BSD

What’s new in sudo and syslog-ng?

A BSD-specific view
D.bsd
Peter Czanik
Most people consider sudo and syslog-ng as old, small and stable utilities. Yes, they are from the ‘90s, but both are constantly evolving, gaining many interesting new features along the way. Peter, who is an evangelist for these two applications, shows you some of the most interesting new developments in both projects. By default, only basic functionality is enabled in FreeBSD ports, so we will also take a look at some of the extra features you can enable if you compile the packages yourself.
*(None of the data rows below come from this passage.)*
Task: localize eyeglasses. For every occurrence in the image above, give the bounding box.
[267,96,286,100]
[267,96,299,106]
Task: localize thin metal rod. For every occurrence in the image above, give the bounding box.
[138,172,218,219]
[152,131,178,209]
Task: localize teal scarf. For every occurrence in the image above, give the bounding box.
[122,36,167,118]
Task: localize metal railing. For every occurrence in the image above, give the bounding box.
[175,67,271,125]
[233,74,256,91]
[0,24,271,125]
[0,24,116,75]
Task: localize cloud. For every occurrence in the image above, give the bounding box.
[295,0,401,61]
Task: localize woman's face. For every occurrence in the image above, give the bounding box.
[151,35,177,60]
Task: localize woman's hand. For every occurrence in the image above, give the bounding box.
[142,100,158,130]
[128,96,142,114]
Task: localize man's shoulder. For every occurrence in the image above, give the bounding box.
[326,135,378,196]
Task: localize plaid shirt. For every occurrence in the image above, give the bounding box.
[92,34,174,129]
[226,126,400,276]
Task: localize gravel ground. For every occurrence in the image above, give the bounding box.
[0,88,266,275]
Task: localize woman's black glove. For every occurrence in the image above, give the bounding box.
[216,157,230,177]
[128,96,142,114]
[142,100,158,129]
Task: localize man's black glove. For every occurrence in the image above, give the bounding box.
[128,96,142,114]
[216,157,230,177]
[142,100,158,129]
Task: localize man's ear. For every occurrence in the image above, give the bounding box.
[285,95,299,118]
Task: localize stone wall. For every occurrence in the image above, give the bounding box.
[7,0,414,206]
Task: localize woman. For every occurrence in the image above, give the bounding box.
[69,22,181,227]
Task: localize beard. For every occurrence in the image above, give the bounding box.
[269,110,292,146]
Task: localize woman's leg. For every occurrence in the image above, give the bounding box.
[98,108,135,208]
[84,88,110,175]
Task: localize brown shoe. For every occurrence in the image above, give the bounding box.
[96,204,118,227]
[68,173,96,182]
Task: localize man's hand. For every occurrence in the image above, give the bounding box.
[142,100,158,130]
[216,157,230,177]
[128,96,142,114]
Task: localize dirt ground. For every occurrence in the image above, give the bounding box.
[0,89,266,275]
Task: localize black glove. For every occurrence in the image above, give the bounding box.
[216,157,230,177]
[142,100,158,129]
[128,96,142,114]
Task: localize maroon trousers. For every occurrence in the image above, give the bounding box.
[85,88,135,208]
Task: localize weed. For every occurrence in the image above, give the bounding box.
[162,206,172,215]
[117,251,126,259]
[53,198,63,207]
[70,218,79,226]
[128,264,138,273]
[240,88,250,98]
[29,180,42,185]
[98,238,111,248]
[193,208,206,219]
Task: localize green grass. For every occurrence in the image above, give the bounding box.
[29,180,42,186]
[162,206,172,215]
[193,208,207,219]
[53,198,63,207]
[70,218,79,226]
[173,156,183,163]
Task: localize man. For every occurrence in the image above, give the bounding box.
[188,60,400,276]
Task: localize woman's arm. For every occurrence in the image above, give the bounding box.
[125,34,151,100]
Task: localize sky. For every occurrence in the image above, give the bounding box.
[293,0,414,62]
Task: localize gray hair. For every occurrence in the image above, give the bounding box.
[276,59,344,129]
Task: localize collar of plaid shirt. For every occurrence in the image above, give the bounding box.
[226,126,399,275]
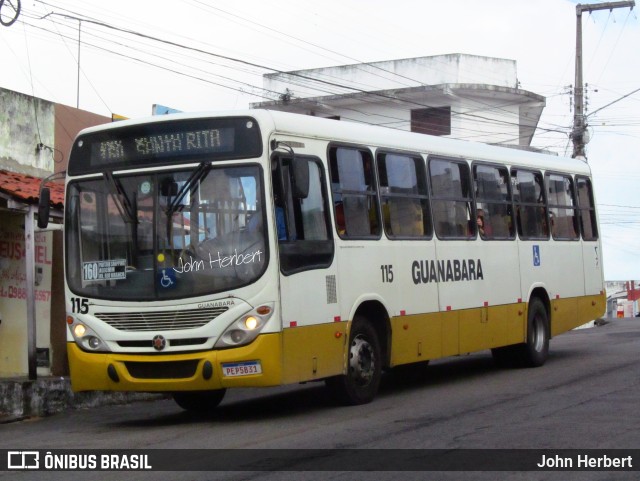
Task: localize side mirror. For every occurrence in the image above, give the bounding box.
[291,157,309,199]
[38,187,51,229]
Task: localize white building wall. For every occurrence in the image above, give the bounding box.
[263,54,518,98]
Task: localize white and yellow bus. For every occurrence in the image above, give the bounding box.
[38,110,605,410]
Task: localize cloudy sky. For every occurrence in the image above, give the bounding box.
[0,0,640,280]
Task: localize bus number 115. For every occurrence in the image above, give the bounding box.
[380,264,393,282]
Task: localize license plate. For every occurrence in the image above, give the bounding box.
[222,361,262,377]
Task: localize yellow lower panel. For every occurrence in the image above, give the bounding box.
[67,334,282,392]
[551,294,607,336]
[391,312,443,366]
[391,303,526,366]
[282,322,348,384]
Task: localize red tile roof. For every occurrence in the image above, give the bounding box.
[0,170,64,208]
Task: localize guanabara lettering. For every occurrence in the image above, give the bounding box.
[411,259,484,284]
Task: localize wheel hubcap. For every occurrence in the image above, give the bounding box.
[349,335,376,386]
[532,317,545,352]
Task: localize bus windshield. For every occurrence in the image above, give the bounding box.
[66,162,267,300]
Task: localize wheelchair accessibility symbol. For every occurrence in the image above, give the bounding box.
[158,269,176,289]
[533,245,541,267]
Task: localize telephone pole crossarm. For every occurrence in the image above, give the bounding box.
[571,0,636,158]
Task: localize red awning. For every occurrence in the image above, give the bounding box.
[0,170,64,209]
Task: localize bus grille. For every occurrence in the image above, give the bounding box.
[95,307,229,331]
[124,359,198,379]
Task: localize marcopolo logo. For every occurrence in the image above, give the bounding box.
[7,451,40,469]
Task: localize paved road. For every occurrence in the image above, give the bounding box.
[0,319,640,480]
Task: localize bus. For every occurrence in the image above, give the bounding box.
[37,110,605,411]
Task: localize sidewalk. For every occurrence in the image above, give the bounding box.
[0,377,164,424]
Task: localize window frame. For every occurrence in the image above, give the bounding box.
[270,151,335,276]
[327,142,383,241]
[544,170,580,241]
[375,149,433,240]
[575,175,600,242]
[471,160,518,241]
[509,166,551,241]
[427,154,478,241]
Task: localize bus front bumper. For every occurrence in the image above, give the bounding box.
[67,334,282,392]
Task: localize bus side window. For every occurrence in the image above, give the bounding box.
[473,164,515,239]
[511,170,549,240]
[429,158,477,239]
[576,176,598,241]
[272,156,333,275]
[329,147,380,239]
[546,174,580,240]
[377,153,431,238]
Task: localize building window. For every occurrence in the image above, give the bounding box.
[411,107,451,135]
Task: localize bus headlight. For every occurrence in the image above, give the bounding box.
[215,304,273,348]
[67,316,110,352]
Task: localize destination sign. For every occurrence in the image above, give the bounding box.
[94,128,235,162]
[69,117,262,175]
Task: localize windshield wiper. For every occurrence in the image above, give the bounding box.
[102,172,138,224]
[167,162,211,218]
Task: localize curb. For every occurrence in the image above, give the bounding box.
[0,377,166,424]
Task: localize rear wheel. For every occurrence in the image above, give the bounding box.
[326,316,382,405]
[173,389,227,413]
[520,297,549,367]
[491,297,550,367]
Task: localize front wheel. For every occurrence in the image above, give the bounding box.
[326,316,382,405]
[173,389,227,413]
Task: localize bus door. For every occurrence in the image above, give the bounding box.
[271,154,346,383]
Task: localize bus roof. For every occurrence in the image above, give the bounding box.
[78,109,590,175]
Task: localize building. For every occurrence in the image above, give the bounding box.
[251,54,546,148]
[0,88,111,378]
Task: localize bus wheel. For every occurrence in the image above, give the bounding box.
[520,297,550,367]
[173,389,227,413]
[491,297,549,367]
[326,316,382,405]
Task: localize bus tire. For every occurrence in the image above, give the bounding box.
[519,297,550,367]
[172,389,227,413]
[326,316,382,406]
[491,297,550,367]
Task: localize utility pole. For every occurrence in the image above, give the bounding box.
[571,0,636,159]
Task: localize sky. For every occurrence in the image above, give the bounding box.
[0,0,640,280]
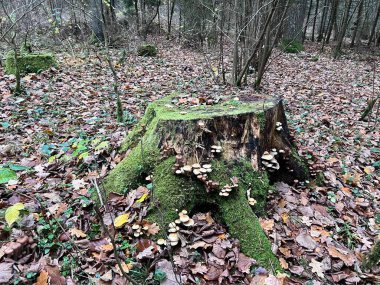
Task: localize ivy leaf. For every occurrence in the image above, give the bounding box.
[135,193,148,204]
[95,141,108,150]
[0,168,17,184]
[113,213,129,229]
[5,203,25,226]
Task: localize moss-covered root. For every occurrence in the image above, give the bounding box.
[221,190,280,272]
[363,240,380,270]
[148,157,207,229]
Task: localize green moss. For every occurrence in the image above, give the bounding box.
[105,96,280,271]
[137,44,157,56]
[363,240,380,270]
[148,157,209,230]
[210,161,281,271]
[5,51,56,74]
[314,172,325,187]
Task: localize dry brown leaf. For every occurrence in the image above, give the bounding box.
[327,246,356,266]
[309,258,325,278]
[36,270,49,285]
[69,228,87,238]
[260,219,274,232]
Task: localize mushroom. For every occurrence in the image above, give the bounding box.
[261,151,273,161]
[182,165,192,172]
[248,197,257,206]
[199,167,207,173]
[179,214,190,223]
[132,224,140,230]
[183,219,195,227]
[157,238,166,245]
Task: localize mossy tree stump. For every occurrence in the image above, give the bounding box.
[104,96,307,269]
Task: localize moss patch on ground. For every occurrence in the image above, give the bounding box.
[5,51,56,74]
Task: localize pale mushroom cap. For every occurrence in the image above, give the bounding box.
[157,238,166,245]
[132,224,140,230]
[183,219,195,227]
[179,214,190,223]
[199,167,207,173]
[168,233,179,241]
[261,151,273,160]
[183,165,192,172]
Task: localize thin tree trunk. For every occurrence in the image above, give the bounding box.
[350,0,364,47]
[368,3,380,45]
[317,0,329,42]
[302,0,313,43]
[325,0,339,44]
[168,0,175,35]
[334,0,352,58]
[236,0,279,86]
[311,0,319,42]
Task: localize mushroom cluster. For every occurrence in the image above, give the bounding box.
[219,184,238,197]
[132,224,149,237]
[276,122,282,132]
[247,188,257,206]
[166,210,195,246]
[168,222,179,246]
[173,158,219,192]
[261,148,280,172]
[211,145,222,153]
[4,236,37,260]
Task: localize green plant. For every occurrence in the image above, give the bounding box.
[281,39,305,53]
[137,44,157,56]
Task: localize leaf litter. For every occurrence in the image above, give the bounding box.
[0,38,380,285]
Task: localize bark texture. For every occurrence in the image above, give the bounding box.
[105,94,307,270]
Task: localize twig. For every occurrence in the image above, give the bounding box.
[91,179,139,285]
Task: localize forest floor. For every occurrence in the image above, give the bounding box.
[0,38,380,285]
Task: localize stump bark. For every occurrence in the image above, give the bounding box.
[104,96,308,270]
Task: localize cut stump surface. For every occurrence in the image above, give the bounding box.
[105,96,307,269]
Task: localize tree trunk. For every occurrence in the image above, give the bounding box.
[350,0,364,47]
[325,0,339,44]
[104,96,307,269]
[311,0,319,42]
[317,0,329,42]
[368,4,380,45]
[91,0,104,42]
[334,0,352,58]
[302,0,313,43]
[283,0,307,43]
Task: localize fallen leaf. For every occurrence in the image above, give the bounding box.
[309,258,325,278]
[113,213,129,229]
[36,270,49,285]
[69,228,87,238]
[5,203,25,226]
[327,246,356,266]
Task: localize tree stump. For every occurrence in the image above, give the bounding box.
[104,96,307,269]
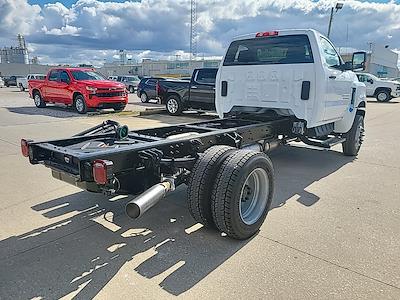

On the syslog-ng side most people know that it can save incoming log messages to text files, and few are aware of the complete set of features this tool has. Syslog-ng has four major roles: collecting log messages, processing, filtering and storing them. There are many supported log sources and you can write your own in Python. Or another example: it can find credit card numbers in logs and remove them to comply with PCI-DSS. And syslog-ng can store logs not just to text files, but to databases, big data destinations, like Hadoop, or to Splunk or Elasticsearch as well. Sudo is mostly known as a prefix for administrative commands. Did you know that you can also record sessions, extend sudo with Python scripts and even analyze what is happening on the screen? Learn which of the above mentioned features are supported in FreeBSD ports (hint: all of them), which are enabled by default, and which features require you to recompile sudo or syslog-ng.